Sin embargo, el punto fuerte del argumento es el soberbio elenco de personajes
que están caracterizados con enorme poderío y que, cada uno de ellos, podrían
tener su propia serie ya que logran traslucir que llevan consigo un pasado tan
intenso que nos invade la curiosidad por saber qué hay en las lagunas biográficas
en las que la serie no se adentra.
Nos encontramos con la figura del
mejor amigo de Axel Collins, Marcus (interpretado por Daniel Mays, a quien
hemos visto recientemente en 1917 de
Sam Mendes y antes en Rogue One: Una historia de
Star Wars – 2016 – de Gareth Edwards), un DJ que coquetea permanentemente
con la derrota y que se mueve todo el tiempo al borde del abismo pero que, a
pesar de todo ello, conserva un aire de dignidad que hace que su personaje nos
caiga bien, nos enganche y le deseamos que salga sano y salvo de todos los
problemas en que se va metiendo; están los Calafat, la familia que domina la
isla, con un patriarca cínico y descreído prodigiosamente interpretado por
Pedro Casablanc, un heredero atormentado y lleno de dudas a quien da vida Juan
Diego Botto, una hija que quiere desligarse de su familia pero que no es capaz
de romper los lazos con ella (encarnada por una Marta Milans a quien hemos
visto en las series disponibles en Movistar+ El embarcadero y Vergüenza)
y una madre (Belén López) que mezcla de manera sorprendente ambición, dureza,
fragilidad y dosis subyugantes de perversidad; está Boxer (Nuno Lopes), uno de
los fieles servidores de los Calafat, que entablará relación con la protagonista
y que, a raíz de ello, se verá inmerso en unas circunstancias que le obligarán
a moverse en dilemas continuos; está David (Laurence Fox), el gurú que a través
de la drogas y la meditación quiere resolver los problemas emocionales de la
gente que conoce y que acude a él en busca de ayuda; está Anna (Angela Griffin),
la exmujer de Marcus que quiere romper con él pero del que, a pesar de todo,
sigue enamorada; y están los Martínez, padre e hijo (Fernando Albizu y Agus
Ruiz), rivales de los Calafat y que también viven una relación compleja y
problemática.
Toda esa galería de caracteres es
el punto fuerte de la serie, mucho más que lo que se refiere a la resolución
del misterio que constituye la columna vertebral de la serie ya que, como se
expresaba en las dos primeras temporadas de Twin
Peaks, cuando el enigma se resuelve, poco más queda que decir y la historia
se derrumba porque ha perdido su razón de ser.
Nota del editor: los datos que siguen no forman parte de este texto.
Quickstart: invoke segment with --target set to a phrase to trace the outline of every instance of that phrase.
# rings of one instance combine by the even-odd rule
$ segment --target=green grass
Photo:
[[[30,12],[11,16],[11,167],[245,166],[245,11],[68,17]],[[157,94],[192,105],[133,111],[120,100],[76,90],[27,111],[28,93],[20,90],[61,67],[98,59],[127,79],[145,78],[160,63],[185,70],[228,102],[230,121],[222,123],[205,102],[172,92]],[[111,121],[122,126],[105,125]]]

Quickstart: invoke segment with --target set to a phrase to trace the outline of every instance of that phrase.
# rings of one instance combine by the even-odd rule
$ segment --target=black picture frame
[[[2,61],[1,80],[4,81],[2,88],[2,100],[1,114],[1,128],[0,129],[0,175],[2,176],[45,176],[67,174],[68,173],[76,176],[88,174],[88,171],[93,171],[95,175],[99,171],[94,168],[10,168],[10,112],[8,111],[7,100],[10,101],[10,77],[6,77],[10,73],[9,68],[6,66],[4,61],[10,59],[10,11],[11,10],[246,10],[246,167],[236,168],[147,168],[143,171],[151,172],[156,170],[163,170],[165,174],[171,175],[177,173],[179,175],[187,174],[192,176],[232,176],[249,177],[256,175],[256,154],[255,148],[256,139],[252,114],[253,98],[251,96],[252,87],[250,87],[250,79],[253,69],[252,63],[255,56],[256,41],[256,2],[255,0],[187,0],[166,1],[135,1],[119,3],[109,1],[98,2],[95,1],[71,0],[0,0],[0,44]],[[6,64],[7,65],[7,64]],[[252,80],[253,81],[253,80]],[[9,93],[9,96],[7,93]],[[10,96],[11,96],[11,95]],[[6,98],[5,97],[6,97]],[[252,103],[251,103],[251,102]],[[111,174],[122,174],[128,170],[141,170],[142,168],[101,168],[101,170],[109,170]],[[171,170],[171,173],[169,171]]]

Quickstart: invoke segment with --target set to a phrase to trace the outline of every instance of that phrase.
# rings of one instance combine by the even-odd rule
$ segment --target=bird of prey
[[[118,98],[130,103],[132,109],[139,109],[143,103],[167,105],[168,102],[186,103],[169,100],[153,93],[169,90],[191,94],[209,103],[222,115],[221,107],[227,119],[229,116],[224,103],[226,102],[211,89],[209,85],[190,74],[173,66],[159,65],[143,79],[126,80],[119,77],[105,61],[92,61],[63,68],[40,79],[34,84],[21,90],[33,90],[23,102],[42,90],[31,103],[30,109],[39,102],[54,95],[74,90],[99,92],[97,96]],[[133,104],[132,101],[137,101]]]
En White Lines, el misterio se dilucida como si no fuera lo más
importante de lo que se nos está narrando. Y, de hecho, no lo es. Es mucho más
decisivo su retrato del delirio que envuelve a las fiestas ibicencas, de las
tensiones entre familias por conseguir el poder de un pequeño territorio, la
descomposición de la amistad y las traiciones que conlleva y la necesidad
frustrada de encontrarse a sí mismo y descubrir que te has alejado de lo que
querías realmente ser. White Lines se
mueve siempre al borde del precipicio (de uno de esos precipicios que veremos
con frecuencia a lo largo de los 8 episodios que conforman la temporada) y cuesta
trabajo decidir qué nota le pondríamos. Contradictoria, desmesurada, con ecos simultáneos
tal vez de Showgirls (1995) de Paul
Verhoeven, 54 (1998) de Mark
Christopher, The Last Days of Disco (1998)
de Whit Stillman, Velvet Goldmine (1998)
de Todd Haynes y 24 Hour Party People (2002)
de Michael Winterbottom, nos queda por ver si los hilos sueltos que han quedado
en esta primera temporada tienen continuidad coherente en la nueva entrega. La
principal duda que nos ha quedado es si la protagonista, Zoe, ha resuelto sus
dilemas interiores o no. A mí, no me ha quedado claro. Quizás, en unos teóricos
nuevos episodios podamos dar respuesta a esa incógnita.